De Palma: This is a relationship picture, and the girls came in to rehearse, and we sort of watched what they did and how they played with the material, and we adjusted the script to their interaction. But in terms of the long, silent sequences, the dream sequences… That’s pretty carefully laid out. I had a lot of time to basically storyboard the whole movie.
The Dissolve: Does it frustrate you as a filmgoer to see the language of a film employed less carefully than that? All that work is elided in a lot of movies.
De Palma: Yes, I would agree. I’m astounded by—whether you’re making a science-fiction movie, a zombie movie, a Star Trek, a Marvel Comics Spider-Man movie—these action sequences that seemingly go on endlessly, without any type of shape or form. So much in action has to do with choreography, and orienting the viewer in where everything is. And I’m amazed all the time that nobody seems to pay much attention to that. So you basically get action and reaction, and it’s like an endless drumming without any shape.

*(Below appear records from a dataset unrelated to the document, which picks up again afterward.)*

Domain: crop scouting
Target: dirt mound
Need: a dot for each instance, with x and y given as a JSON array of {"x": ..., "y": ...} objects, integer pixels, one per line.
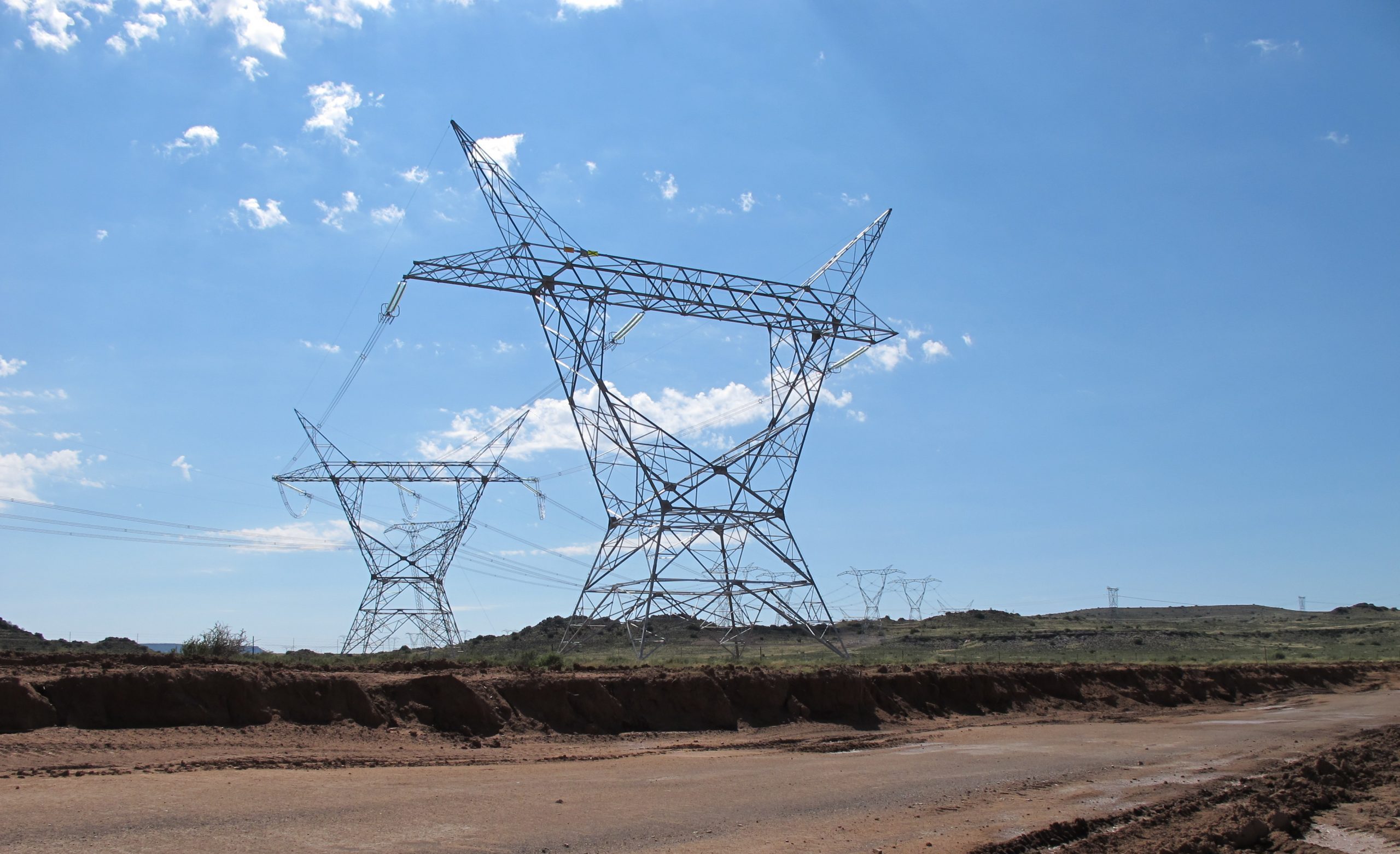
[
  {"x": 485, "y": 702},
  {"x": 1262, "y": 812}
]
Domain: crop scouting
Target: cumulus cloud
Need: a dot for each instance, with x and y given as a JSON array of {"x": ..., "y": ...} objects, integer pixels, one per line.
[
  {"x": 335, "y": 216},
  {"x": 49, "y": 23},
  {"x": 934, "y": 351},
  {"x": 184, "y": 467},
  {"x": 251, "y": 66},
  {"x": 148, "y": 26},
  {"x": 20, "y": 472},
  {"x": 501, "y": 149},
  {"x": 587, "y": 4},
  {"x": 56, "y": 394},
  {"x": 346, "y": 11},
  {"x": 9, "y": 367},
  {"x": 331, "y": 106},
  {"x": 1268, "y": 47},
  {"x": 387, "y": 214},
  {"x": 262, "y": 217},
  {"x": 194, "y": 142},
  {"x": 52, "y": 21},
  {"x": 328, "y": 537},
  {"x": 888, "y": 356},
  {"x": 551, "y": 423},
  {"x": 664, "y": 181}
]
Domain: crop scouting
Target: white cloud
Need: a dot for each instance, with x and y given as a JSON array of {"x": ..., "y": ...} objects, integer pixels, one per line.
[
  {"x": 588, "y": 4},
  {"x": 262, "y": 217},
  {"x": 251, "y": 24},
  {"x": 346, "y": 11},
  {"x": 501, "y": 149},
  {"x": 194, "y": 142},
  {"x": 332, "y": 104},
  {"x": 387, "y": 214},
  {"x": 551, "y": 423},
  {"x": 58, "y": 394},
  {"x": 20, "y": 472},
  {"x": 148, "y": 26},
  {"x": 51, "y": 21},
  {"x": 667, "y": 182},
  {"x": 251, "y": 66},
  {"x": 934, "y": 351},
  {"x": 328, "y": 537},
  {"x": 889, "y": 356},
  {"x": 335, "y": 216},
  {"x": 1268, "y": 47}
]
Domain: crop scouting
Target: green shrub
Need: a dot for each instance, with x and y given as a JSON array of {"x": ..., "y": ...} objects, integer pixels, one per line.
[{"x": 219, "y": 642}]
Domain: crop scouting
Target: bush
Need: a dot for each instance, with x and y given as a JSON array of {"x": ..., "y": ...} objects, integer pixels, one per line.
[{"x": 219, "y": 642}]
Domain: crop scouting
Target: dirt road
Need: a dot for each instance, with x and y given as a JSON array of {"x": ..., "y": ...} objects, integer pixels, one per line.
[{"x": 947, "y": 789}]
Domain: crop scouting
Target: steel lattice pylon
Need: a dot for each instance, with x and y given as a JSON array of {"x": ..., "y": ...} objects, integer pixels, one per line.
[
  {"x": 408, "y": 562},
  {"x": 678, "y": 521}
]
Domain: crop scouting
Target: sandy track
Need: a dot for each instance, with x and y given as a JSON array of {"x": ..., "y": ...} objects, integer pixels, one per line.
[{"x": 944, "y": 789}]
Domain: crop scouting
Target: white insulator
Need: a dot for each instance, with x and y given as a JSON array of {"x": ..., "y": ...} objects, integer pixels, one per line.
[{"x": 849, "y": 359}]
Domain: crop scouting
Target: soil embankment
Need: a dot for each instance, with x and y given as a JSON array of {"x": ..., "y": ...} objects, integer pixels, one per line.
[
  {"x": 486, "y": 702},
  {"x": 1271, "y": 812}
]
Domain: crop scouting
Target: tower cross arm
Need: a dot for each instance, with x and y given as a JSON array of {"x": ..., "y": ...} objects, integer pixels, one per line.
[
  {"x": 401, "y": 472},
  {"x": 570, "y": 274}
]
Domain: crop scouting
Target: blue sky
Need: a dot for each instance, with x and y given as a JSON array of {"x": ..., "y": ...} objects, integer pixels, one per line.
[{"x": 1144, "y": 258}]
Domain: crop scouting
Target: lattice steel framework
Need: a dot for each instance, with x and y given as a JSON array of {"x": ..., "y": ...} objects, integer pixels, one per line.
[
  {"x": 871, "y": 585},
  {"x": 679, "y": 521},
  {"x": 914, "y": 591},
  {"x": 408, "y": 562}
]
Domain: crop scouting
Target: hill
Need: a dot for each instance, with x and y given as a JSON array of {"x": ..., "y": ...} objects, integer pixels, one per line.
[{"x": 16, "y": 639}]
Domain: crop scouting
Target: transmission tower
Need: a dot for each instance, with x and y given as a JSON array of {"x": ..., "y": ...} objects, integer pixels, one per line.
[
  {"x": 678, "y": 520},
  {"x": 408, "y": 562},
  {"x": 914, "y": 591},
  {"x": 871, "y": 583}
]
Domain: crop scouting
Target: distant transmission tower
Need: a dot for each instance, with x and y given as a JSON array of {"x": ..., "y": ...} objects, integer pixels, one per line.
[
  {"x": 871, "y": 583},
  {"x": 914, "y": 591},
  {"x": 679, "y": 517},
  {"x": 408, "y": 562}
]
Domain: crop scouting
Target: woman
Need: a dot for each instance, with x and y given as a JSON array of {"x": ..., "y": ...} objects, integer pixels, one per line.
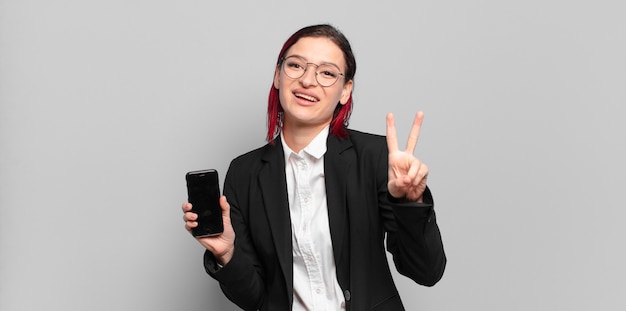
[{"x": 305, "y": 216}]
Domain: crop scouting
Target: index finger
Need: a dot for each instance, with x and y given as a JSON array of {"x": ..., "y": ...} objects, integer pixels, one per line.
[
  {"x": 392, "y": 138},
  {"x": 415, "y": 132}
]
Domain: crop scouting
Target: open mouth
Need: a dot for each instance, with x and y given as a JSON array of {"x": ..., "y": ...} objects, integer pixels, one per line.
[{"x": 307, "y": 97}]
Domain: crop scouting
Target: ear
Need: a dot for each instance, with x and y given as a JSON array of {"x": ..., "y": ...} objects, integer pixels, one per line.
[
  {"x": 277, "y": 78},
  {"x": 346, "y": 92}
]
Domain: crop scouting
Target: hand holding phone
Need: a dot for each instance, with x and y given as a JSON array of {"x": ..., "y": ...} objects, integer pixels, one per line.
[{"x": 203, "y": 193}]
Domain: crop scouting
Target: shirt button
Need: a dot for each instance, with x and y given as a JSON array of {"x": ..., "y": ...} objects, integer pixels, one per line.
[{"x": 346, "y": 295}]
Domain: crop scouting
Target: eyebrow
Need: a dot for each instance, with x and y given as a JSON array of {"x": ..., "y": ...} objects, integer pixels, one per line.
[{"x": 306, "y": 60}]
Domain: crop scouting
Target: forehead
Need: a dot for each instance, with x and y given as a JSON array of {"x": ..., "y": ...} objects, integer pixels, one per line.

The Dissolve: It seems like they’re trying to make up in sheer, visceral force things that could be done much more elegantly.
De Palma: And obviously, in order to have a crescendo, you have to have some silence. It’s just so simple, but nobody seems to pay much attention to it. They’re basically banging at you constantly. And then in a movie, it’s two hours, too, and then everybody says, “My God, when is this going to be over?” [Laughs.]

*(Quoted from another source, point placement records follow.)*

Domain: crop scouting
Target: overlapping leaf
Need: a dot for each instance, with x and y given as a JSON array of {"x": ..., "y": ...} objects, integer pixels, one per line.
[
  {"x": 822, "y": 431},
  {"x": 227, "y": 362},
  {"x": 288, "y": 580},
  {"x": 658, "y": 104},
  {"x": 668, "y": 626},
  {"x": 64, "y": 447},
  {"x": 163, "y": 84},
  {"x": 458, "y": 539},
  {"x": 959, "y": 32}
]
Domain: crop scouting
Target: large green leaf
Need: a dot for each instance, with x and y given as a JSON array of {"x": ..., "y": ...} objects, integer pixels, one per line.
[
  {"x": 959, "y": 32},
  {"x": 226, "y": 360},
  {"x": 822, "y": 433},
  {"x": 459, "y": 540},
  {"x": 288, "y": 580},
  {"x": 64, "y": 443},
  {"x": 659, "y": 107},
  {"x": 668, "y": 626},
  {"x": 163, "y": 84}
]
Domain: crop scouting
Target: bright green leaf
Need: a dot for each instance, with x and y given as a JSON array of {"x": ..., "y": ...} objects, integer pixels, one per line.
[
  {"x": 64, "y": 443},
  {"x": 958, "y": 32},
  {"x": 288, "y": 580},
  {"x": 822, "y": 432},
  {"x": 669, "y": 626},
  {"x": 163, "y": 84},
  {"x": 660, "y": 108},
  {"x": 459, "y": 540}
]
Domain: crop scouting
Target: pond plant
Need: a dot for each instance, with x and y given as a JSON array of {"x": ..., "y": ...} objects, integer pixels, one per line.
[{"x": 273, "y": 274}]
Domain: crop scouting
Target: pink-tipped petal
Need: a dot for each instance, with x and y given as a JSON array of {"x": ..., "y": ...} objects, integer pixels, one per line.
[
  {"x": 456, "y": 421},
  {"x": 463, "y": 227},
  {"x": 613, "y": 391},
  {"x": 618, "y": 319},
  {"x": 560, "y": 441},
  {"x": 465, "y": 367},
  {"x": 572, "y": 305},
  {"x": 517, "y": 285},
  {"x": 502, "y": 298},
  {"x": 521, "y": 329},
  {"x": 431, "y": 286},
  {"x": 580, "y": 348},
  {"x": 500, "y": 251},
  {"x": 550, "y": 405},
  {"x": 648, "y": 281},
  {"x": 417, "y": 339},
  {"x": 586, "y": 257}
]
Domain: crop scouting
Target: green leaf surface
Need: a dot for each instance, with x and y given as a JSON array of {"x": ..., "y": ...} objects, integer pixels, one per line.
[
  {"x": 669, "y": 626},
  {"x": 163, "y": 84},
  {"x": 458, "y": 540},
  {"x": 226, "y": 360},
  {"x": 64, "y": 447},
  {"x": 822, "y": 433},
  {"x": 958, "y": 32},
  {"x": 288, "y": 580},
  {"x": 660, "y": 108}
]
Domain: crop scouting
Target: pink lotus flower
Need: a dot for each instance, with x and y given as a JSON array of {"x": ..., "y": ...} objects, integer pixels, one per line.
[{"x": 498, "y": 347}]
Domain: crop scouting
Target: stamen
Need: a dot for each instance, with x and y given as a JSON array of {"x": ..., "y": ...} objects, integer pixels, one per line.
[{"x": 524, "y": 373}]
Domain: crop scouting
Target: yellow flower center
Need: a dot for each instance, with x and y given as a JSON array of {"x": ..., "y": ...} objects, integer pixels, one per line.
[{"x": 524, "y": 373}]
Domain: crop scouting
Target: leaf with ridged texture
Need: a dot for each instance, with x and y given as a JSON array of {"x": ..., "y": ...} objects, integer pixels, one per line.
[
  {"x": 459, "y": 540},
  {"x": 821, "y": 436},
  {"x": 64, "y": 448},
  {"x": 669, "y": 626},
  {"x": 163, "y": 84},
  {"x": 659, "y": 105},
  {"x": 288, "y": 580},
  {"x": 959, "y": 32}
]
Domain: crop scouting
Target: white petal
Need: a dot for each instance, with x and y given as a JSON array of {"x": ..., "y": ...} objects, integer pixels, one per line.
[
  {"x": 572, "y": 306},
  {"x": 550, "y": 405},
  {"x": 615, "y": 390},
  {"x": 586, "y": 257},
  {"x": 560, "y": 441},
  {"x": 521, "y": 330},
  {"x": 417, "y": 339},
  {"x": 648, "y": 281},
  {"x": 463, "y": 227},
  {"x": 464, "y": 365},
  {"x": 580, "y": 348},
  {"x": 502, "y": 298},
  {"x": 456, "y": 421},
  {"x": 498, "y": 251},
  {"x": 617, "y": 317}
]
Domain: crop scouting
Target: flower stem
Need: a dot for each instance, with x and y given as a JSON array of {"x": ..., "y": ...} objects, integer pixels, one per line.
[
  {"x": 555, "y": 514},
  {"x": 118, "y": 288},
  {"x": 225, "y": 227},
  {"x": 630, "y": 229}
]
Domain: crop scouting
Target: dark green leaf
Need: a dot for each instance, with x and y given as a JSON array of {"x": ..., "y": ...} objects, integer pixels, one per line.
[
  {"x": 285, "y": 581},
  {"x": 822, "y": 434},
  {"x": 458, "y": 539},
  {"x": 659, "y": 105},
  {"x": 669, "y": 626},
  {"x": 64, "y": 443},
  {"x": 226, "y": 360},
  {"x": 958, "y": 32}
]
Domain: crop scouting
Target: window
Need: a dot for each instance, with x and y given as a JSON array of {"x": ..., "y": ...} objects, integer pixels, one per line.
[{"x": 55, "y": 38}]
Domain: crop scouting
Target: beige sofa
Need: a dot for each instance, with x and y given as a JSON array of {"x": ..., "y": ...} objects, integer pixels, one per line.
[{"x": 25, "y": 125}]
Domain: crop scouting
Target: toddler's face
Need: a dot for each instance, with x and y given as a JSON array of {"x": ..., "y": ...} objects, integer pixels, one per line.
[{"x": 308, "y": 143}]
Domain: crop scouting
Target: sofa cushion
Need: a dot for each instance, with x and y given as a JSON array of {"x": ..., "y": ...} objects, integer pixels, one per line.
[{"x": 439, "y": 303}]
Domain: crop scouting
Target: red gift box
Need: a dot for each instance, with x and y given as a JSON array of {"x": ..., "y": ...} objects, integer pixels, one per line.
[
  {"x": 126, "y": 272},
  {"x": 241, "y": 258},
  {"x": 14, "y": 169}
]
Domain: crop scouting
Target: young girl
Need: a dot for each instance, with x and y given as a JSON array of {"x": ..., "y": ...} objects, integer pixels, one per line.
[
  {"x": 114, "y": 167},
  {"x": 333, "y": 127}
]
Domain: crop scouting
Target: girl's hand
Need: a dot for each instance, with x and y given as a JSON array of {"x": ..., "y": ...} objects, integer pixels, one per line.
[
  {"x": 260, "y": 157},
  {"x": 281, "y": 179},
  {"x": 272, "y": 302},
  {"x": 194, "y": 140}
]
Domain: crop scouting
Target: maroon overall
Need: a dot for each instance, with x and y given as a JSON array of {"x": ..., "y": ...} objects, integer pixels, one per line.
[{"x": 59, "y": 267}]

The Dissolve: Passion includes a really big split-screen sequence. What was the planning like for that, and what effect were you were looking to achieve?
De Palma: I always wanted to use that ballet. I saw it on video on the Internet. It was shot in the ’50s somewhere with Jerome Robbins’ choreography of Afternoon Of A Faun. And it’s a fantastic idea: ballet dancers in a rehearsal room going through their motions, relating to the mirror, and then obviously culminating in the kiss at the end. And I’ve always wanted to use this piece. I just think it’s so beautiful, and so cinematic. So I had the opportunity to put it into this film. The original movie had Isabelle going to the movies and slipping out the side door, and I put her at the ballet. And I used that tight close-up to make the audience think she was always at the ballet while the murder was going on at the house.

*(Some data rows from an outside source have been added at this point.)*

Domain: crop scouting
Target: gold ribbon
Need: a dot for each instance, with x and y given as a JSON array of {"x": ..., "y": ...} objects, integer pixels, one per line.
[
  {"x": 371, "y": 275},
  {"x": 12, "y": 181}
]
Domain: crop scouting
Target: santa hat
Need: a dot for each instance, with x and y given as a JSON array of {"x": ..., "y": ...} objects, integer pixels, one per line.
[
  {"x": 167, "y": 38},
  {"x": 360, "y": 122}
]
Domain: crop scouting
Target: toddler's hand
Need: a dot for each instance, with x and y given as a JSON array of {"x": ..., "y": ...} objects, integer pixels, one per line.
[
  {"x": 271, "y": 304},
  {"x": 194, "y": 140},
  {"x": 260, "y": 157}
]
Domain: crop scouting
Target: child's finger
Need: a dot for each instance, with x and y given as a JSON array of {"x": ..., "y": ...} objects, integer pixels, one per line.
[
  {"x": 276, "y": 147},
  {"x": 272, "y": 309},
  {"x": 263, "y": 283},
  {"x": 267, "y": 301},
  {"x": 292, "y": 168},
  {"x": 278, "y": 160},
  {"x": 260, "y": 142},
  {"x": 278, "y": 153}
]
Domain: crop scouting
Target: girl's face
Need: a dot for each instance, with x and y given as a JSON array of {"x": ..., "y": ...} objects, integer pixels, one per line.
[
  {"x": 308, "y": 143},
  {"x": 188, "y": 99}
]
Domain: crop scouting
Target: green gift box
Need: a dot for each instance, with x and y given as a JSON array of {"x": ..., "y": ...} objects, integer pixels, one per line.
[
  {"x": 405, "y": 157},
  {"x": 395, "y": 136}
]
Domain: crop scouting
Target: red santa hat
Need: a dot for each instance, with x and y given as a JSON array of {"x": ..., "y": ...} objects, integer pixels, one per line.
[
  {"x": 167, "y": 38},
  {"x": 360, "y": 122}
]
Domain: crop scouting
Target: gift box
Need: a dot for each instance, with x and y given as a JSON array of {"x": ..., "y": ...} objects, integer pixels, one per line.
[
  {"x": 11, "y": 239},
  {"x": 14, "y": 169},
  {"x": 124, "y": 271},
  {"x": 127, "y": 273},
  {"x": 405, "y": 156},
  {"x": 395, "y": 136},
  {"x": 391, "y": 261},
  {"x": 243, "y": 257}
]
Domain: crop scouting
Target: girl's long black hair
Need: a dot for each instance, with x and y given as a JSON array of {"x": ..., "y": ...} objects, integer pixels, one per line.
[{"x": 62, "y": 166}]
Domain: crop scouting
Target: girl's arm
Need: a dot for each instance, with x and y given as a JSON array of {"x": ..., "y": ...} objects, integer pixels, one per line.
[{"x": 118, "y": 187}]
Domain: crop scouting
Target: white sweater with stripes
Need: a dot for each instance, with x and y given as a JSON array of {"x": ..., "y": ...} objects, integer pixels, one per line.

[Regarding the score for Passion, De Palma said:]
I’d say the toughest thing we had to figure out was the scene where Noomi suffers that humiliation and walks down from her office to the garage. We had to figure out how to not make it too sentimental, and at the same time deal with the fact that she’s been demolished. So that was very tricky. We spent quite a lot of time trying to get the exact right cue.